Gregory Mcdonald (February 15, 1937 – September 7, 2008) was an American writer best known for his mystery adventures featuring investigative reporter Irwin Maurice "Fletch" Fletcher.

Two of the Fletch books earned Edgar Awards from the Mystery Writers of America: Fletch was named Best First Novel in 1975, and Confess, Fletch won for Best Paperback Original in 1977.  This is the only time a novel and its sequel won back-to-back Edgars. Mcdonald would go on to write seven more novels in the Fletch series, as well as spinoffs and other standalone novels. The original book became a 1985 movie of the same name starring Chevy Chase.

Career

Mcdonald was born in Shrewsbury, Massachusetts and attended Harvard.  While working as a high school teacher, he wrote and published his first novel, Running Scared (1966), a dramatic story of a college student's suicide.  His credential as a published novelist helped him get a job as a journalist for the Boston Globe in the late 1960s. 

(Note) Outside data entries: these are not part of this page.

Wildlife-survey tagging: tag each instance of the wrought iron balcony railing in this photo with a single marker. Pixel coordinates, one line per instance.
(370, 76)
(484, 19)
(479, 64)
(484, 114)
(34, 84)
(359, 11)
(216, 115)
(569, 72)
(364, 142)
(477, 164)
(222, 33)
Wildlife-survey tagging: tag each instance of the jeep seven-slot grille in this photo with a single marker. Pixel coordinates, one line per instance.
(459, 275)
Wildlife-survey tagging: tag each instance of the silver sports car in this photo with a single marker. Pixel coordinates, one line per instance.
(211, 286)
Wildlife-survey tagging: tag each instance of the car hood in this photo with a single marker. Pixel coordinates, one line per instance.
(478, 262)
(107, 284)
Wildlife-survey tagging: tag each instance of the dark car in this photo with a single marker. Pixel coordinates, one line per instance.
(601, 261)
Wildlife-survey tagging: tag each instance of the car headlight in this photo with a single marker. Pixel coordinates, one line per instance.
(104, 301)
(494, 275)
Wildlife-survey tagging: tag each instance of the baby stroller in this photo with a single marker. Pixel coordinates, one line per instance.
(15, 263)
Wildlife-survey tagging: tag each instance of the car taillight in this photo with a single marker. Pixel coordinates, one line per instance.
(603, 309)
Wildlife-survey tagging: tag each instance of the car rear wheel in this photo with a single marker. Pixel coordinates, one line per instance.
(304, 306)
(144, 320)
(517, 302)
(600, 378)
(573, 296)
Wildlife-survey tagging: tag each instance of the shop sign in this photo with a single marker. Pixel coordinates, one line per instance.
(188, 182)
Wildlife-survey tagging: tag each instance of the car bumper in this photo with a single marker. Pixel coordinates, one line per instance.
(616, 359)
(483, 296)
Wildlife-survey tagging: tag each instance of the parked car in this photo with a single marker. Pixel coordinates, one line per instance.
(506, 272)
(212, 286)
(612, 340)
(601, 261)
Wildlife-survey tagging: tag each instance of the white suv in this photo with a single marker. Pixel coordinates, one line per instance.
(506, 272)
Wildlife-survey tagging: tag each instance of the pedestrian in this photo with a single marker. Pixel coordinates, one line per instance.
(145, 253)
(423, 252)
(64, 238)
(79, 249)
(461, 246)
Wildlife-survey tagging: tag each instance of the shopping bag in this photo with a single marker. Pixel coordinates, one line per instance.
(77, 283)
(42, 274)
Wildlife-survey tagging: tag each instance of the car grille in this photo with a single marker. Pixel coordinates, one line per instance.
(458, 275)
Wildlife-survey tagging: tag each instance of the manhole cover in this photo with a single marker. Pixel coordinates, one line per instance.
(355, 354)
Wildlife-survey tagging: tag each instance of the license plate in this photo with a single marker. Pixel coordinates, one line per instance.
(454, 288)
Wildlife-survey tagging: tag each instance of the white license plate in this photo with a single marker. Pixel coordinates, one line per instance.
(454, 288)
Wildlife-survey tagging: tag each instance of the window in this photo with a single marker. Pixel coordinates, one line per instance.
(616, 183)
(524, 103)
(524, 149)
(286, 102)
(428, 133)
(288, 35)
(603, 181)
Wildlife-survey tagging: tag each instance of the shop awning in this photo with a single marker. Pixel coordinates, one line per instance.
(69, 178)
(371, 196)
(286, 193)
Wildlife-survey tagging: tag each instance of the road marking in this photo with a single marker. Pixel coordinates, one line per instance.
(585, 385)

His first mystery novel, Fletch, published in 1974, introduced the titular character, an ex-Marine who becomes a wisecracking, womanizing California-based investigative reporter adept at undercover work.   In the second Fletch novel, Confess, Fletch (1976), Mcdonald introduced his second signature protagonist, Inspector Francis Xavier Flynn, a brilliant but eccentric Boston Police homicide detective, who would go on to appear in four of his own spin-off novels. The Fletch series also spawned the Son of Fletch series, in which Mcdonald introduced the character of Jack Faoni, the illegitimate son of Irwin Maurice Fletcher. In addition, Mcdonald wrote two mysteries set in Tennessee  in the Skylar series and a number of non-series (and non-mystery) novels.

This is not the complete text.